The Americans with Disabilities Act (ADA) was passed on July 26, 1990 to prohibit discrimination against people with disabilities and mental health challenges. Title I of the ADA tackles discrimination in the workplace, and requires employers to make reasonable accommodations for employees with disabilities. Over one billion people across the globe are estimated to experience disability, and are faced with daily challenges such as:

  • Accessibility to facilities and transportation;
  • Difficulty utilizing technology, materials, resources, or policies to accommodate needs;
  • Employer doubts’ and stigmatization;
  • And more…

Across the field of marine conservation, challenges and opportunities for inclusivity and accessibility still exist. While physical impairments are periodically the topic of discussion, there are several other disabilities the sector can address and adapt to create a more inclusive environment.

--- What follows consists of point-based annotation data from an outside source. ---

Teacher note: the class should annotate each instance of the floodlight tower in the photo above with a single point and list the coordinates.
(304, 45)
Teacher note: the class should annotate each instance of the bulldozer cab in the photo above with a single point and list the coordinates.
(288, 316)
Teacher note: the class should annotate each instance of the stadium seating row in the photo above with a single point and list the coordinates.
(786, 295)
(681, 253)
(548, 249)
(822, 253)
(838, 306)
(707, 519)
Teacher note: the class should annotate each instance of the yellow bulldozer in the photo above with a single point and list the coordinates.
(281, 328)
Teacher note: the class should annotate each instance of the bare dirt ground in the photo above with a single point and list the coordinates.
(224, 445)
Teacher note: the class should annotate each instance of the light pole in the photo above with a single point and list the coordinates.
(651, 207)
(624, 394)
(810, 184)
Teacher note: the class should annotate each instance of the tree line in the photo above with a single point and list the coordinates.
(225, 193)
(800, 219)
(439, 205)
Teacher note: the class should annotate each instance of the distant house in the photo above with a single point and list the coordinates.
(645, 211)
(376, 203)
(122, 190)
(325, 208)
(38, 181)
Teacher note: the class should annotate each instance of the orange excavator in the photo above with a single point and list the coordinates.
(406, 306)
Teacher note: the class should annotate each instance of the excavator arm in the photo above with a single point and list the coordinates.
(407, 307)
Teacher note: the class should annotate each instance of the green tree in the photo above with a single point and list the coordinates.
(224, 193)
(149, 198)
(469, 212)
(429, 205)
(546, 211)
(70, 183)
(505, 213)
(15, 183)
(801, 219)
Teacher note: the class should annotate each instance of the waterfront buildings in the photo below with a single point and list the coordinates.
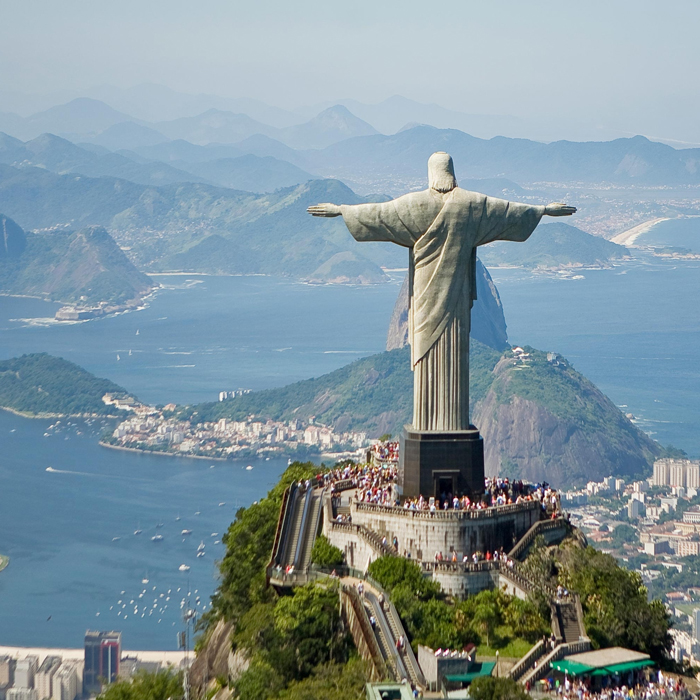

The Disability Pride flag designed by Ann Magill, and shown in the header above, contains elements that symbolize a different part of the disability community:

  1. The Black Field: Represents individuals who have lost their lives, due not only to their illness, but also to negligence and eugenics.
  1. The Colors: Each color represents a different aspect of disability or impairment:
    • Red: Physical disabilities
    • Yellow: Cognitive and Intellectual disabilities
    • White: Invisible and Undiagnosed disabilities 
    • Blue: Mental Health disabilities
    • Green: Sensory perception disabilities

  2. The Zig Zagged Lines: Represent how people with disabilities move around barriers in creative ways.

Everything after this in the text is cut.